I think Re's idea is great. At the same time she is on so many supplements and such for the liver thing that I really wouldn't fuss til I got her numbers down. It may be just that I have so many that I try to keep things simple but I don't see a big deal with tackling the liver deal later if she will at least eat chicken liver. Next month would be soon enough for me. But I am into keeping things simple.


----------



## AveryandAudrey (Sep 20, 2010)

My dogs won't even sniff pork liver, but they'll eat beef liver and 2 of my dogs get chicken liver. I'm still looking for more liver sources. I hope you can trick ruby! I have to trick Avery daily into taking her joint pill.


----------



## lab mom (May 6, 2012)

Beef liver is the more potent than chicken or turkey liver. But I have not looked up pork liver. I have not tried pork liver. The dogs love chicken and turkey liver, but one will not eat even the tiniest piece of beef liver hidden in his food. I am going to try pureeing it for him, in the hopes he thinks it is just part of the bloody juice. :wof:


----------



## whiteleo (Sep 7, 2008)

I find this so interesting....My guys hate chicken liver, but will gladly eat bison, beef, and lamb liver, it can be frozen or completely thawed, doesn't matter!


----------



## naturalfeddogs (Jan 6, 2011)

It is very interesting! Mine hate chicken liver (I have to force that one), but absolutely love beef liver. I haven't tried pork liver yet, but I should.


----------



## Donna Little (May 31, 2011)

All 10 of mine will eat any liver but still get runny poop with the tiniest bit. I just got some pork liver and we're gonna try that next and hope for the best. 
Runny poop X 10 = not good for me.....:frown:


----------



## KC23 (Nov 17, 2010)

I'm glad that my 3 will eat any kind of liver without hesitation--chicken, beef, pork and lamb. I feed it thawed. 

The meatballs work great so I'd give them a try. I hide herbs in mine, and then just toss them to the dogs. They are very convenient for traveling too. I make up several 1 and 2 oz. meatballs, and it makes it easy to portion out meals or snacks.


----------



## doggoblin (Jun 6, 2011)

The only way to get Nelson to eat liver is to flash fry it. We tried hiding it but he always managed to dissect his food. As a result we actually feed a large portion of liver so it's still raw on the inside. Luckily it doesn't give them the runs.


----------



## xchairity_casex (Oct 8, 2011)

Cesar favors beef liver, but will eat chicken liver too


----------



## magicre (Apr 7, 2010)

i don't know how i lucked out but i did.

i might have used tough love on them though.

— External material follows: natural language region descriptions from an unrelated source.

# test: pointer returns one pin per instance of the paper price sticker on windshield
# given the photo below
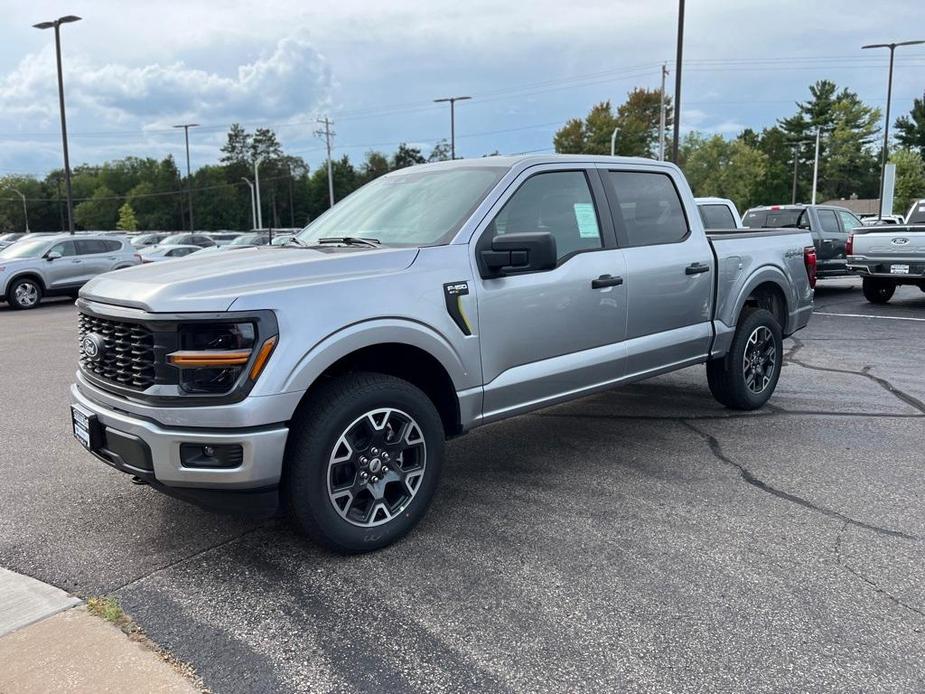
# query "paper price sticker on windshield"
(587, 220)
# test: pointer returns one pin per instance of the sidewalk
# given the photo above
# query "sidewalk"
(49, 645)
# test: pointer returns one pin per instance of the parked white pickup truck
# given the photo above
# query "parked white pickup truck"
(886, 257)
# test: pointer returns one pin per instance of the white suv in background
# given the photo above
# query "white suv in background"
(60, 264)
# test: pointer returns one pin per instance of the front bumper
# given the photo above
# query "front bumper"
(151, 451)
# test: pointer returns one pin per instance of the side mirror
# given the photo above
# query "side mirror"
(515, 253)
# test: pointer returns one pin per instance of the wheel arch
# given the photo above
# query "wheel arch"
(410, 352)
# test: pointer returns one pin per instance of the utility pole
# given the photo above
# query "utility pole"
(56, 25)
(816, 166)
(257, 163)
(677, 85)
(253, 204)
(25, 211)
(451, 100)
(662, 117)
(328, 134)
(886, 124)
(189, 188)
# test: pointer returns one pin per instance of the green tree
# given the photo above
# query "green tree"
(237, 147)
(911, 128)
(100, 211)
(127, 221)
(725, 168)
(440, 152)
(847, 164)
(910, 178)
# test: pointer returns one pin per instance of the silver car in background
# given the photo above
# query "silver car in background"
(58, 265)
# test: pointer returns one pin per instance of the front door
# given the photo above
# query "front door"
(669, 272)
(553, 334)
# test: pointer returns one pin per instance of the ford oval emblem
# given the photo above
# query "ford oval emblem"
(93, 346)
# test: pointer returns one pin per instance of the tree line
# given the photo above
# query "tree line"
(752, 168)
(757, 167)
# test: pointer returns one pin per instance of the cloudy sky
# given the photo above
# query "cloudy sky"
(133, 69)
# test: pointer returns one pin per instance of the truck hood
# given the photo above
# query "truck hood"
(216, 280)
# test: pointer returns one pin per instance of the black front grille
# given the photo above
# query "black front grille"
(125, 355)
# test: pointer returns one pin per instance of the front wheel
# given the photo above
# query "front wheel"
(362, 462)
(878, 291)
(24, 294)
(746, 377)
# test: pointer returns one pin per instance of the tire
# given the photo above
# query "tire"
(878, 291)
(351, 484)
(24, 293)
(742, 385)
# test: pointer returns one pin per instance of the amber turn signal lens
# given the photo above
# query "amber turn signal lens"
(262, 357)
(218, 358)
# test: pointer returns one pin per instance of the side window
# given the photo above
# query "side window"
(65, 248)
(648, 207)
(848, 220)
(559, 202)
(828, 221)
(89, 246)
(716, 217)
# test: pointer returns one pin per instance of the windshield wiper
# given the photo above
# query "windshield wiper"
(351, 241)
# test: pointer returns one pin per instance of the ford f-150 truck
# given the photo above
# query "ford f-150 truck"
(326, 374)
(828, 224)
(886, 257)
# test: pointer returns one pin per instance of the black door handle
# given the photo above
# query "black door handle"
(696, 269)
(606, 281)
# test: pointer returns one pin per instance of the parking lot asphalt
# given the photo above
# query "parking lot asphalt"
(644, 539)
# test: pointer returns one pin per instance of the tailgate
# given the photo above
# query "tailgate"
(892, 245)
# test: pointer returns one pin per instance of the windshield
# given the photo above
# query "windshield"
(776, 219)
(30, 248)
(408, 209)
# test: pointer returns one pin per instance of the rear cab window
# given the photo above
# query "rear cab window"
(648, 208)
(716, 216)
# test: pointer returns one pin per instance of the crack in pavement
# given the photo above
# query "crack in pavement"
(751, 479)
(857, 574)
(910, 400)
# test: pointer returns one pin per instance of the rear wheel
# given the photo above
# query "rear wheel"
(746, 377)
(363, 461)
(878, 291)
(24, 294)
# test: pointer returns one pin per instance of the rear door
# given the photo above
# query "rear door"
(831, 245)
(669, 270)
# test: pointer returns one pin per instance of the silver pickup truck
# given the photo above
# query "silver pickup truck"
(886, 257)
(326, 374)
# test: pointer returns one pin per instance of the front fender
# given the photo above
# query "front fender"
(377, 332)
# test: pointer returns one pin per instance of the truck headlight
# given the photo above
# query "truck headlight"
(212, 357)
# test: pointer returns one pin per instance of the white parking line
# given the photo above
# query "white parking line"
(864, 315)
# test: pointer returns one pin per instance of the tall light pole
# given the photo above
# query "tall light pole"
(25, 211)
(886, 125)
(816, 165)
(675, 138)
(253, 204)
(257, 163)
(662, 116)
(452, 102)
(328, 134)
(56, 25)
(189, 188)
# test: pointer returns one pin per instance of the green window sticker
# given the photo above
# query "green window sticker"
(587, 220)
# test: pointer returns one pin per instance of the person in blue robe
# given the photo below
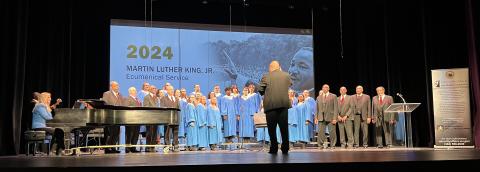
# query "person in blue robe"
(229, 114)
(201, 110)
(304, 120)
(191, 121)
(313, 108)
(246, 109)
(215, 136)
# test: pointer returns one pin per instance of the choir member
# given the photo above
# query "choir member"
(229, 113)
(214, 119)
(191, 121)
(246, 109)
(201, 111)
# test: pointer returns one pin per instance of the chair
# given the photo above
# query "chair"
(35, 137)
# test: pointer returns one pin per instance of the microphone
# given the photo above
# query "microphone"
(401, 96)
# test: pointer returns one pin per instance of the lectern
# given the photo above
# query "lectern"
(407, 108)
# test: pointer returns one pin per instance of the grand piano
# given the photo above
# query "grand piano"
(81, 121)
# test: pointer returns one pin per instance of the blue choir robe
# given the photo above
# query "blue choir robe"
(229, 110)
(257, 101)
(214, 125)
(279, 135)
(246, 109)
(182, 117)
(191, 128)
(294, 102)
(312, 105)
(303, 115)
(202, 126)
(292, 125)
(140, 96)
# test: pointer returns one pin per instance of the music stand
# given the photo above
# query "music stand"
(407, 109)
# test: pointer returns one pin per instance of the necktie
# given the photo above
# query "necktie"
(138, 102)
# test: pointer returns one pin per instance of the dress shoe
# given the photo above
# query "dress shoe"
(133, 150)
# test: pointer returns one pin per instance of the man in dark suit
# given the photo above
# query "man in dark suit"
(151, 100)
(170, 101)
(362, 115)
(383, 120)
(274, 86)
(132, 131)
(111, 133)
(327, 111)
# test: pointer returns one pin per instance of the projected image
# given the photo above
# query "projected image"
(185, 57)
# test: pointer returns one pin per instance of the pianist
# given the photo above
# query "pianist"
(43, 112)
(111, 133)
(132, 131)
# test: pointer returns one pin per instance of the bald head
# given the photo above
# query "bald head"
(274, 65)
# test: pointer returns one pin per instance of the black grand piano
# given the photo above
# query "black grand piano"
(81, 121)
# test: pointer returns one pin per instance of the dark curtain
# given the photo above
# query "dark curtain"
(55, 46)
(63, 47)
(471, 9)
(395, 44)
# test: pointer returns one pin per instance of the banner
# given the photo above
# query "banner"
(208, 56)
(451, 108)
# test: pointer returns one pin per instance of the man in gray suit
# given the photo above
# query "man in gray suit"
(274, 86)
(132, 131)
(327, 112)
(362, 115)
(151, 100)
(382, 119)
(345, 118)
(111, 133)
(170, 101)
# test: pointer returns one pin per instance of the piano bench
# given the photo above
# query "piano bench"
(36, 137)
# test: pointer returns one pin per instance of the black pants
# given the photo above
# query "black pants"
(131, 134)
(171, 129)
(111, 134)
(58, 136)
(280, 117)
(152, 134)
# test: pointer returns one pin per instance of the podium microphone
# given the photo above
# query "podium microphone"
(401, 96)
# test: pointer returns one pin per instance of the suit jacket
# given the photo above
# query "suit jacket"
(274, 86)
(110, 98)
(327, 108)
(345, 107)
(150, 101)
(166, 102)
(378, 109)
(130, 101)
(361, 103)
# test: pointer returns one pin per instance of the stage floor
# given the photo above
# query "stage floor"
(369, 158)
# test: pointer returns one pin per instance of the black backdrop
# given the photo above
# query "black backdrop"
(63, 47)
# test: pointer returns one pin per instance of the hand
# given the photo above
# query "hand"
(334, 122)
(231, 73)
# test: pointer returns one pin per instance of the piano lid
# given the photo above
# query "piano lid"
(100, 104)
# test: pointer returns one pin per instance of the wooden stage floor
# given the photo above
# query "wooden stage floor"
(298, 159)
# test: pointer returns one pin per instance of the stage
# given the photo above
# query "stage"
(298, 159)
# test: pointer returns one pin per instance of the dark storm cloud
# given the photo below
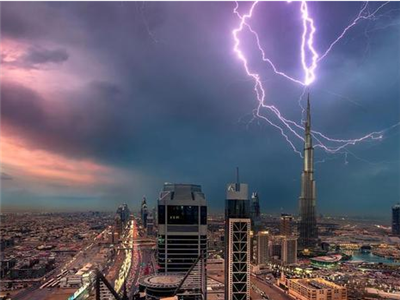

feed that first or don't eat. i think i might have done that.....

took bubba a day
took malia two.

now they eat. anything.


----------



## magicre (Apr 7, 2010)

Liz said:


> I think Re's idea is great. At the same time she is on so many supplements and such for the liver thing that I really wouldn't fuss til I got her numbers down. It may be just that I have so many that I try to keep things simple but I don't see a big deal with tackling the liver deal later if she will at least eat chicken liver. Next month would be soon enough for me. But I am into keeping things simple.


i keep forgetting you're on a detox.

i agree with liz.

changes can be made after her next blood work up. for now, i wouldn't change the diet she's on.


----------